Tip for condo boards: Check the bylaws for any specific requirements for record keeping (for example, who keeps them, how, where and any guidelines for retention). Sometimes, a condo board’s current records will be kept with a condo manager if there is one. But the condo board should always have copies secured and in their possession at all times as they are ultimately responsible for them.
Why is it important to keep documents and records?
It is important for condominium corporations to keep documents and records for a variety of reasons:
- They can facilitate board decision-making and budgeting.
- They can facilitate the continuity of the condominium board and condominium corporation. For example, unit owners, board members, and condo managers change. Having documents and records in good order helps make sure new unit owners, board members, and condo managers are up to date with the affairs of the condominium.
- In case of a dispute, well maintained proper documents and records can prove the board’s decision making processes were done properly and legally, and why they reached certain decisions.
How long do condominium corporations need to keep documents and records?
The Condominium Property Regulation specifies how long the condominium corporation must keep documents and information.
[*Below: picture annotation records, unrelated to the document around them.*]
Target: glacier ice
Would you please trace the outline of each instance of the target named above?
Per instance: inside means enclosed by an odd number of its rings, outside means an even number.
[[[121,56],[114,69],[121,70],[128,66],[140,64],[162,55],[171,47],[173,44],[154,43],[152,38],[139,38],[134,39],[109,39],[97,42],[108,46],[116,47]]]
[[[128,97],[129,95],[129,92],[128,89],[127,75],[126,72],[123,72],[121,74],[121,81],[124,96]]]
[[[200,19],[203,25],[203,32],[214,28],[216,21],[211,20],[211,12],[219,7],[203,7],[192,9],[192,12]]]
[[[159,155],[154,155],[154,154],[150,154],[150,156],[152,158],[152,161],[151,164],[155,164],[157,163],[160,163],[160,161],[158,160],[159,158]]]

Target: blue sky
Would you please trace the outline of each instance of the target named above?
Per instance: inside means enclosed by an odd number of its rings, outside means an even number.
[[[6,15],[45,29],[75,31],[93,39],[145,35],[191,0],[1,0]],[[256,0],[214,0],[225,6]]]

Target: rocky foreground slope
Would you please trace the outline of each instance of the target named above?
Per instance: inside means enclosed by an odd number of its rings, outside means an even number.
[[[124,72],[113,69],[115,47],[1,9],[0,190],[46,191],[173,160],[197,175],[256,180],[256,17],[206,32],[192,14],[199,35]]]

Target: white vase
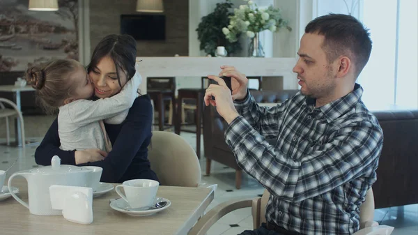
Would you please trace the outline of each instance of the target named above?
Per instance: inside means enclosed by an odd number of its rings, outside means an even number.
[[[264,57],[264,50],[260,42],[260,33],[256,33],[256,36],[252,38],[248,47],[248,56],[249,57]]]

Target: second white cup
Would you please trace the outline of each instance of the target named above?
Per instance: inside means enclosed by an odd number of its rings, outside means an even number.
[[[6,179],[6,172],[0,171],[0,192],[1,191],[1,188],[3,188],[3,185],[4,185],[4,180]]]
[[[150,179],[132,179],[115,187],[115,190],[129,206],[138,210],[147,210],[154,202],[160,183]],[[123,187],[125,195],[121,192]]]

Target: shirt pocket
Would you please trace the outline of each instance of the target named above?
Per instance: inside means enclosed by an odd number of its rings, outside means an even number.
[[[304,139],[304,153],[309,154],[316,151],[320,151],[325,144],[327,143],[327,137],[325,135],[318,137],[306,137]]]

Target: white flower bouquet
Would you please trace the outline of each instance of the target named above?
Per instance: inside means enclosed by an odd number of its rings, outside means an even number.
[[[247,1],[247,5],[241,5],[234,9],[234,15],[229,17],[229,25],[224,27],[222,32],[230,42],[236,42],[237,35],[246,33],[252,38],[256,33],[264,30],[277,32],[281,28],[286,27],[288,31],[292,29],[288,26],[288,21],[281,17],[280,9],[272,6],[268,8],[257,6],[253,1]]]

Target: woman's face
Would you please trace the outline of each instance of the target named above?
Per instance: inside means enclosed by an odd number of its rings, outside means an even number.
[[[94,86],[94,93],[98,98],[111,97],[119,93],[122,89],[118,82],[115,63],[109,56],[103,57],[96,67],[91,68],[88,76]],[[126,75],[121,69],[119,78],[122,86],[125,86]]]

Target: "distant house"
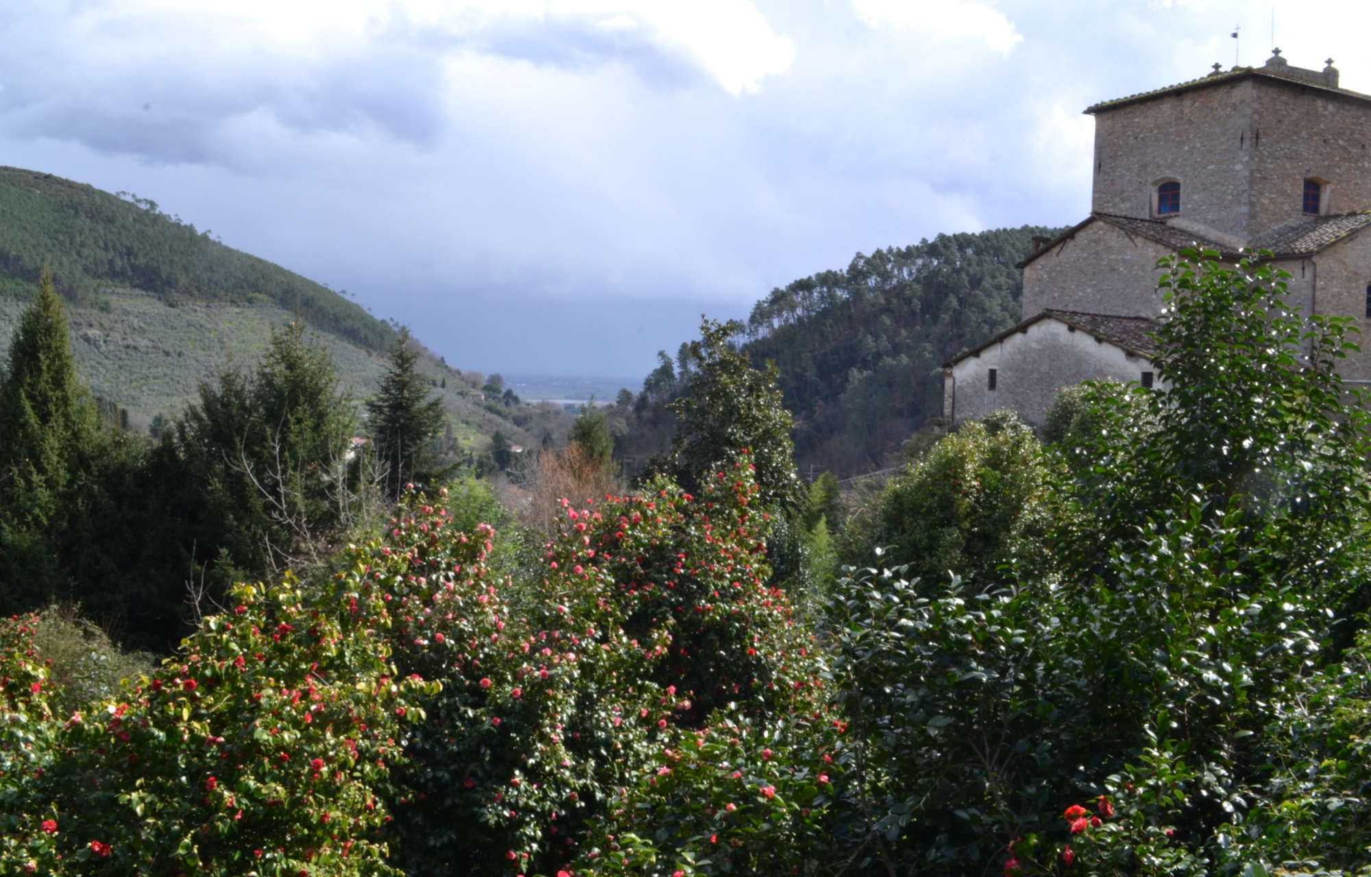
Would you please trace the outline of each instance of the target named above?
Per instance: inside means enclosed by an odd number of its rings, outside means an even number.
[[[1276,49],[1261,67],[1109,100],[1095,118],[1091,214],[1035,240],[1017,326],[943,366],[943,417],[1012,408],[1030,422],[1061,386],[1152,384],[1157,259],[1185,247],[1272,251],[1287,300],[1371,323],[1371,96]],[[1371,333],[1367,333],[1371,336]],[[1371,384],[1371,345],[1339,369]]]

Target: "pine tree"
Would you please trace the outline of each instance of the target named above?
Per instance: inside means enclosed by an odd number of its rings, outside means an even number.
[[[44,271],[0,374],[0,611],[64,596],[64,540],[78,523],[103,443],[77,377],[67,318]]]
[[[385,488],[391,497],[399,496],[409,482],[430,486],[452,469],[439,465],[433,448],[433,438],[443,430],[447,412],[441,399],[429,397],[428,380],[418,373],[418,359],[420,355],[410,347],[409,328],[400,328],[380,392],[366,402],[377,458],[385,466]]]

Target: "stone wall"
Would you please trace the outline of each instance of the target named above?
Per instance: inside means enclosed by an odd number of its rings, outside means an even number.
[[[1093,210],[1146,218],[1153,186],[1180,181],[1180,215],[1252,241],[1302,214],[1304,181],[1326,212],[1371,208],[1371,100],[1248,77],[1095,115]]]
[[[1367,285],[1371,284],[1371,234],[1353,234],[1312,259],[1283,262],[1281,267],[1294,275],[1290,281],[1291,291],[1296,282],[1301,282],[1305,288],[1301,299],[1312,299],[1318,312],[1357,321],[1361,334],[1352,334],[1350,338],[1363,352],[1349,354],[1338,373],[1345,380],[1371,380],[1371,321],[1366,319]]]
[[[1156,264],[1169,254],[1097,219],[1024,266],[1021,319],[1049,308],[1156,319],[1161,314]]]
[[[988,389],[990,369],[995,389]],[[1061,388],[1091,378],[1138,381],[1143,371],[1152,371],[1146,358],[1046,318],[954,365],[943,377],[943,417],[961,423],[1012,408],[1039,423]]]

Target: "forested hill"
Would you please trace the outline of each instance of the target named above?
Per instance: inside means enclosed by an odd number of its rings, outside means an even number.
[[[938,367],[1020,319],[1015,263],[1034,236],[1023,226],[939,234],[913,247],[858,254],[845,270],[775,289],[753,308],[747,349],[775,360],[797,421],[801,470],[869,471],[942,415]]]
[[[128,288],[163,303],[276,304],[369,351],[395,332],[333,291],[225,247],[154,201],[119,197],[52,174],[0,167],[0,296],[27,299],[43,266],[85,307]]]

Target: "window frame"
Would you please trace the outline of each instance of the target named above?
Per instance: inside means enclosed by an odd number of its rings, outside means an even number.
[[[1175,186],[1175,189],[1169,189],[1168,186]],[[1167,189],[1167,192],[1163,193],[1163,189]],[[1180,192],[1182,192],[1182,185],[1180,185],[1179,180],[1172,180],[1172,178],[1168,177],[1167,180],[1158,180],[1157,182],[1154,182],[1152,185],[1152,215],[1157,217],[1158,219],[1160,218],[1169,218],[1169,217],[1179,217],[1180,211],[1182,211]],[[1163,195],[1174,196],[1174,197],[1167,197],[1165,199],[1167,203],[1172,203],[1174,201],[1174,204],[1175,204],[1174,210],[1165,210],[1164,211],[1161,208],[1163,207]]]

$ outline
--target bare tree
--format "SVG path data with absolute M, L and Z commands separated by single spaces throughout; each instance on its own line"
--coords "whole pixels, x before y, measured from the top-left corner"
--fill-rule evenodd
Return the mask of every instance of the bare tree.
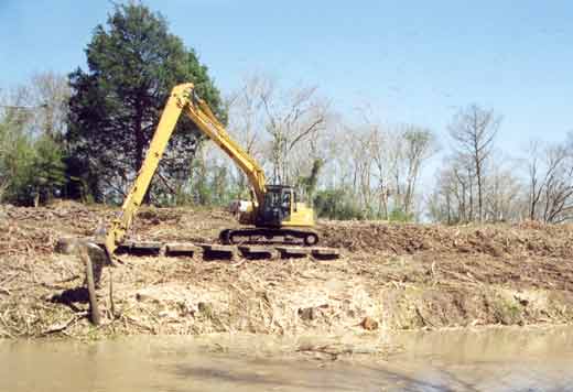
M 328 104 L 317 97 L 317 87 L 294 88 L 280 98 L 272 86 L 260 94 L 270 135 L 272 177 L 275 183 L 290 183 L 294 178 L 289 159 L 326 129 Z
M 528 149 L 527 160 L 529 219 L 553 224 L 572 219 L 573 145 L 571 142 L 543 145 L 539 141 L 533 141 Z
M 437 141 L 432 131 L 406 126 L 400 132 L 402 159 L 406 166 L 406 184 L 402 211 L 406 216 L 412 213 L 412 204 L 417 192 L 422 164 L 437 152 Z
M 501 118 L 493 109 L 471 105 L 461 110 L 450 124 L 450 134 L 460 156 L 472 163 L 477 183 L 477 219 L 484 219 L 486 161 L 489 157 Z

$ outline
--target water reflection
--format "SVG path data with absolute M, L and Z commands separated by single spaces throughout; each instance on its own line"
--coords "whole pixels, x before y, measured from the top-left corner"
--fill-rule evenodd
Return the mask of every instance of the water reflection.
M 573 391 L 573 328 L 391 342 L 403 352 L 329 361 L 284 355 L 295 341 L 253 337 L 0 341 L 0 391 Z

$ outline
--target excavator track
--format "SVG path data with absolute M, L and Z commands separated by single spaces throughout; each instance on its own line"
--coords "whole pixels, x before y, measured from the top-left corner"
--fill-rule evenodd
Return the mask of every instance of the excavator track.
M 225 229 L 219 233 L 224 244 L 257 243 L 257 242 L 293 242 L 299 240 L 307 247 L 318 243 L 318 233 L 309 229 L 252 227 L 241 229 Z

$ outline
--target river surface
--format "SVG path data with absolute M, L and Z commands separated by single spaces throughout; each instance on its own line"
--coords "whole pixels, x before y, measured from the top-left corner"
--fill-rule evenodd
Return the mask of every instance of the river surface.
M 252 336 L 0 340 L 0 391 L 573 391 L 572 327 L 385 339 L 401 349 L 338 360 Z

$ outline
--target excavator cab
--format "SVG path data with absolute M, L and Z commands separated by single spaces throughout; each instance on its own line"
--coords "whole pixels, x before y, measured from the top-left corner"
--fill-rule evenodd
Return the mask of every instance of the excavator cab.
M 264 203 L 259 208 L 257 226 L 281 227 L 296 209 L 296 193 L 291 186 L 267 185 Z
Some documents and information must be kept permanently, for example:
- The corporation’s current bylaws
- Details on post tensioned cables located on/within the property as included in the condominium plan
- A statement outlining the unit factors and how unit factor allocations are determined
- Professional reports, such as engineering reports
- A statement setting out any structural deficiencies known to the corporation at the time of the request
- Structural, electrical, mechanical and architectural working drawings and specifications, and as built drawings
- Existing plans showing the location of underground utility services, sewer pipes and cable television lines
- Certificates, approvals and permits (relating to the corporation’s property) issued by a municipality, Administrator under the Safety Codes Act, the Government or agent of the Government
- Any building assessment report
- Copies of all plans, documents and amended documents as required under the Safety Codes Act
Documents and information may be kept in an electronic format, as long as it is complete, legible and can be reproduced.
- For a complete list of the retention period for a corporation’s documents and information, refer to schedule 3 of the Condominium Property Regulation.
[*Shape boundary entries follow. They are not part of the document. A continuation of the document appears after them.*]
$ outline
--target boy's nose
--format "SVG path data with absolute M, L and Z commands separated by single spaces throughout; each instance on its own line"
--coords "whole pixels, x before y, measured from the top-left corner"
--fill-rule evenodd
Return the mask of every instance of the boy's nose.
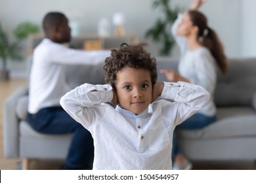
M 133 93 L 133 96 L 135 98 L 140 98 L 142 97 L 142 93 L 139 89 L 135 89 L 135 92 Z

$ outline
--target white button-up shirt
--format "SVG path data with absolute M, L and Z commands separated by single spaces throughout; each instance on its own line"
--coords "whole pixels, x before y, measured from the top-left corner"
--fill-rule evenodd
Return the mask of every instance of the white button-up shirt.
M 178 65 L 179 74 L 189 79 L 190 82 L 203 87 L 211 95 L 211 99 L 198 112 L 207 116 L 216 114 L 216 106 L 213 94 L 216 88 L 218 67 L 209 50 L 204 46 L 190 50 L 184 37 L 177 35 L 178 25 L 182 20 L 182 14 L 172 26 L 173 35 L 181 50 L 181 59 Z
M 95 65 L 110 56 L 110 50 L 74 50 L 44 39 L 33 55 L 28 112 L 35 114 L 42 108 L 60 106 L 61 97 L 71 90 L 66 81 L 66 65 Z
M 104 103 L 112 101 L 109 84 L 84 84 L 67 93 L 62 107 L 92 134 L 93 169 L 171 169 L 173 131 L 209 99 L 202 87 L 164 82 L 160 100 L 142 113 Z

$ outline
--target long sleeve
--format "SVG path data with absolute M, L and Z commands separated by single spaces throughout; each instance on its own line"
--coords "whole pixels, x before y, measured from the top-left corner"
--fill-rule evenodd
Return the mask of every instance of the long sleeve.
M 173 112 L 170 114 L 175 115 L 173 118 L 178 125 L 202 108 L 209 102 L 210 95 L 199 85 L 184 82 L 164 82 L 160 97 L 175 101 L 175 105 L 170 106 L 170 110 Z
M 84 84 L 66 93 L 60 99 L 63 108 L 76 121 L 88 127 L 104 111 L 101 110 L 113 99 L 112 88 L 109 84 Z
M 97 65 L 104 63 L 110 50 L 85 51 L 68 48 L 48 39 L 35 49 L 33 60 L 64 65 Z

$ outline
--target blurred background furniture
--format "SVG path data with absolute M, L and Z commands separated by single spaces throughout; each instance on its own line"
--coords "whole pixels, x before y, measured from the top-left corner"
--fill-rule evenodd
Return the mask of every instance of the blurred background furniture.
M 158 70 L 177 70 L 177 59 L 157 58 L 157 61 Z M 179 132 L 181 147 L 192 162 L 256 159 L 256 58 L 229 63 L 230 72 L 218 75 L 217 121 L 202 129 Z M 68 82 L 72 88 L 84 82 L 104 84 L 102 66 L 70 66 Z M 158 74 L 158 80 L 166 80 L 165 76 Z M 24 169 L 29 169 L 32 159 L 64 159 L 72 135 L 34 131 L 27 122 L 28 92 L 28 87 L 19 88 L 3 106 L 4 155 L 22 158 Z

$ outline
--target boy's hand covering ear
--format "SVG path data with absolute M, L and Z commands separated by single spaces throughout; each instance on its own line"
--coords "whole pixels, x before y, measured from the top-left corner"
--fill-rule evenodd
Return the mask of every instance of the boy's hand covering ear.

- Corporations are not required to retain documents that no longer exist or that they no longer have control over/access to as of January 1, 2020.
Can condominium corporations retain information or documents in electronic format?
Yes, as long as the information or document:
- Is complete
- Is legible in its entirety, and
- Is capable of being reproduced by the corporation in an electronic format or in hard copy format
As long as the version of a document in electronic format meets the above requirements, then it is considered the original document.
Condominium corporations should consider developing a policy for the retention, review, and disposal of documents. Because some of these documents and records may contain personal information of unit owners, the corporation should be familiar with the Personal Information Protection Act.
I’m no longer a property manager or board member for a condo corporation. What do I do with a corporation’s documents?
Original copies of any documents or records prepared for a corporation by a condo manager or board member are property of the corporation. There are rules for former condo managers and board members in dealing with a corporation’s original documents and records.
For example, upon the cancellation of a management agreement, a condo manager has 30 days to return all property belonging to the corporation (including original documents and records) at no charge. When a person is no longer a board member, he or she has 30 days to return all property belonging to the corporation (including original documents and records) at no charge.